Le 01/11/2010 20:44, Graeme Russ a écrit :
On Tuesday, November 2, 2010, Albert ARIBAUDalbert.aribaud@free.fr wrote:
Le 01/11/2010 20:23, Wolfgang Denk a écrit :
Dear Albert ARIBAUD,
In message4CCEF2E4.5080003@free.fr you wrote:
Also, I understand why the second RFC change I did was harmful to tx25. Contrary to u-boot itself, u-boot-spl is not compiled to be position independent; it actually loads at a given address then copies itself, without relocating, to its home location.
It copies _itself_? Not the U-Boot payload?
Heiko, is this intentional? Do we really first load the whole image, then copy the U-Boot payload to some other address, then relocate it to yet another one?
I haven't been clear.
The boot ROM or IPL loads u-boot-spl in RAM at a fixed location and jumps to it.
u-boot-spl copies itself at its intended location if not already there, and jumps to tiself at that new location.
u-boot-spl loads u-boot at a fixed location and jumps to it.

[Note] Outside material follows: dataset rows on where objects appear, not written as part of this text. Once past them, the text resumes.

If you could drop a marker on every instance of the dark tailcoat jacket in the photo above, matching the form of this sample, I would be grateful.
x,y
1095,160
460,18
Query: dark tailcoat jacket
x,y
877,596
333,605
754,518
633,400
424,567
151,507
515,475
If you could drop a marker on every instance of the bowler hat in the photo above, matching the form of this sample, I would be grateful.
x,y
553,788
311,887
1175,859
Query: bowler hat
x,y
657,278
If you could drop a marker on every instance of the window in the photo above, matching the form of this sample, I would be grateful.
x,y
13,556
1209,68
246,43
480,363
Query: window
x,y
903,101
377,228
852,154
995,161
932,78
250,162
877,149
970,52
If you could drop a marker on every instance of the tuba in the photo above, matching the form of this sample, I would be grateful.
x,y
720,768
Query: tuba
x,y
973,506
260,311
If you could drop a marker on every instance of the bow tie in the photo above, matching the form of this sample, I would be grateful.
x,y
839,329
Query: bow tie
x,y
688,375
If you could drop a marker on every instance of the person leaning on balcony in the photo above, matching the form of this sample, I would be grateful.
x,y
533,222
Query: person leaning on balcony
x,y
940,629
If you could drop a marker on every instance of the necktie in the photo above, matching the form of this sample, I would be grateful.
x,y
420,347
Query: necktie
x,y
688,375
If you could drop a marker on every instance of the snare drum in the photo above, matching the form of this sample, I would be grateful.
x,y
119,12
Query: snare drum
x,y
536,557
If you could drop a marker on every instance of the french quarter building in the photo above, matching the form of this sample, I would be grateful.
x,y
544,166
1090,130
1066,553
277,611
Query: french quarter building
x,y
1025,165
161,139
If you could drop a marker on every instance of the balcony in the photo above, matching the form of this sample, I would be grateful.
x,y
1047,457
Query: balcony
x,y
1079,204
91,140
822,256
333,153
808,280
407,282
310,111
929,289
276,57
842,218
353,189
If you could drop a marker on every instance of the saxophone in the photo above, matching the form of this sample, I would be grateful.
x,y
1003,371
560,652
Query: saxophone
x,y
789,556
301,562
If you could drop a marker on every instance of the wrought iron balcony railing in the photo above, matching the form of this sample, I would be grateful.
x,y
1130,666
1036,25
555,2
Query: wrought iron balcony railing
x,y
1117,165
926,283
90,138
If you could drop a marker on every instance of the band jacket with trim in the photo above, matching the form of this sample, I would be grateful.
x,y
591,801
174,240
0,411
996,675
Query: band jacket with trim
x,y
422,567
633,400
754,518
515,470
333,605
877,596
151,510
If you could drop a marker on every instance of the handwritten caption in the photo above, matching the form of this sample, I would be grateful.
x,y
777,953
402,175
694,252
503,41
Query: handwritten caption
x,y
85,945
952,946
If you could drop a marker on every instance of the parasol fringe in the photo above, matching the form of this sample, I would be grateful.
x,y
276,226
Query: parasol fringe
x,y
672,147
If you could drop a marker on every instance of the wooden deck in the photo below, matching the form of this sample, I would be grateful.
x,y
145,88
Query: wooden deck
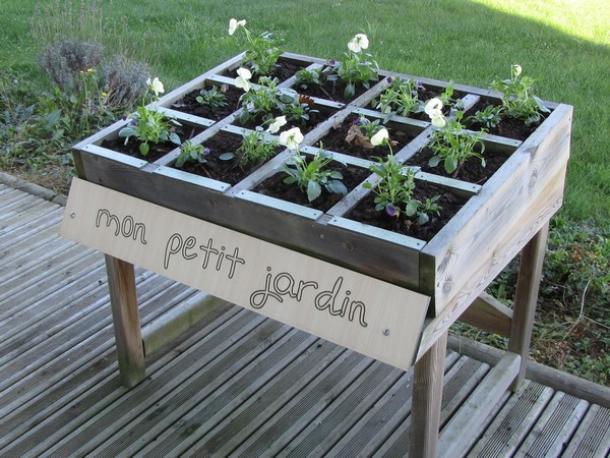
x,y
238,384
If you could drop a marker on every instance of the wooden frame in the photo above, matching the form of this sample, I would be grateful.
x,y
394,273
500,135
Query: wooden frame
x,y
506,215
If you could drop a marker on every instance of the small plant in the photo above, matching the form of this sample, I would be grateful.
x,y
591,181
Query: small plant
x,y
451,143
149,126
355,67
313,175
401,97
307,78
488,118
263,51
394,192
190,152
518,99
212,98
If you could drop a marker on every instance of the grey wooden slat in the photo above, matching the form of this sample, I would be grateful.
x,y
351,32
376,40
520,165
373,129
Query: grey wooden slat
x,y
391,409
258,409
460,381
112,421
208,411
513,422
90,345
81,396
554,427
592,438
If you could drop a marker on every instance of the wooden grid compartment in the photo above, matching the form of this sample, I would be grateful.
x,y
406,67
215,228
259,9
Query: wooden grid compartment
x,y
497,219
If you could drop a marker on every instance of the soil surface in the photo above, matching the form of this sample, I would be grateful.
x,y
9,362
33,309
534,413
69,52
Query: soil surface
x,y
185,132
333,90
335,140
424,94
508,127
314,119
226,171
189,104
275,187
472,171
450,204
284,69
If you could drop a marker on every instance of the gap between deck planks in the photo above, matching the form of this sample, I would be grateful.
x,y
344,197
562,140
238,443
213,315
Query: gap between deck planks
x,y
237,383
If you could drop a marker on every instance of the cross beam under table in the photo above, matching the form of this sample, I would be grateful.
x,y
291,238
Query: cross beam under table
x,y
428,381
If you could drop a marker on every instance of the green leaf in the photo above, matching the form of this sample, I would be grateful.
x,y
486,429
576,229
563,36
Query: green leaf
x,y
173,137
313,190
144,149
226,156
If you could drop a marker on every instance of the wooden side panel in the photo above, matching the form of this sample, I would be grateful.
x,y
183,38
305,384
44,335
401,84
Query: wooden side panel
x,y
372,317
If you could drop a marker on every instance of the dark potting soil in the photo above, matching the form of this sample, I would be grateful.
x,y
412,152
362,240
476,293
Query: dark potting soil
x,y
424,94
450,204
472,171
189,104
185,132
508,127
283,69
333,90
275,187
315,118
226,171
335,140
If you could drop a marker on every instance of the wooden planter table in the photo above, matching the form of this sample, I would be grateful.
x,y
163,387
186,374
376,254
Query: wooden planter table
x,y
380,293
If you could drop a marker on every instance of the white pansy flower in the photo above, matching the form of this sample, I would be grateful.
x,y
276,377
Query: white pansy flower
x,y
433,105
358,43
243,79
277,123
291,138
234,24
156,86
380,137
516,70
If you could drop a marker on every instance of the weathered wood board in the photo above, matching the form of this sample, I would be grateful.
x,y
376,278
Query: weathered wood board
x,y
372,317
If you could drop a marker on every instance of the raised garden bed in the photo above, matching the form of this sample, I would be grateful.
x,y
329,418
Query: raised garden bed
x,y
487,214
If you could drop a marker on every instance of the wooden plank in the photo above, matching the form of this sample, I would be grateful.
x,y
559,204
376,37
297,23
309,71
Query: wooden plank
x,y
178,320
513,422
545,375
554,427
427,398
126,320
592,438
489,314
264,273
462,430
526,298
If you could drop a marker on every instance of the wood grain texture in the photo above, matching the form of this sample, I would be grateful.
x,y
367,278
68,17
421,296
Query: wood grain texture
x,y
526,297
427,399
126,319
489,314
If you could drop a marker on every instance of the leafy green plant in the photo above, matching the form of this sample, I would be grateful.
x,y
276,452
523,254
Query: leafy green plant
x,y
313,175
394,192
149,126
191,152
489,117
400,97
356,67
518,99
212,98
453,146
263,51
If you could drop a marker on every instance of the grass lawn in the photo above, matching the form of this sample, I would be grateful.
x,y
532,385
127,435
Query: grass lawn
x,y
563,44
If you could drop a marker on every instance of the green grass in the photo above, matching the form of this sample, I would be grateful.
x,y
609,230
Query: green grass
x,y
564,45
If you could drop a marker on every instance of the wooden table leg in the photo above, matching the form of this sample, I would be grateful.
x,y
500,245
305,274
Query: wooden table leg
x,y
526,297
426,402
126,318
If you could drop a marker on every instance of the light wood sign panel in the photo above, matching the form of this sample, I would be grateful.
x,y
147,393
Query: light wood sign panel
x,y
370,316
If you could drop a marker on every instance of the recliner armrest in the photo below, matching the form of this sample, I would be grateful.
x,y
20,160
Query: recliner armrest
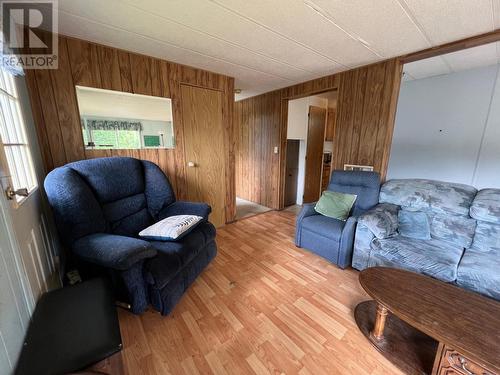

u-boot relocates (copies and fixes up) itself at top of ram if not already there, and jumps to itself at that new location.
Wow, what a terrible waste!
Why does u-boot-spl need to relocate?
As I said, u-boot-spl does not relocate, it only copies itself to its link-time location and jumps there, and it does this only if loaded somewhere else to boot (if I may say so). *Usually* it will be loaded at the right place and thus won't copy itself and jump to itself.
It still takes up some space, though. The copy and jump could actually be #ifdef's on CONFIG_NAND_SPL if everyone thinks it is safe -- please comment quickly as I'm preparing a patch set and that could go in it if agreed to.
Can't u-boot-spl load AND relocate u-boot, or does u-boot-spl have tight space constraints?
It has; it comes from a (usually small) NAND page.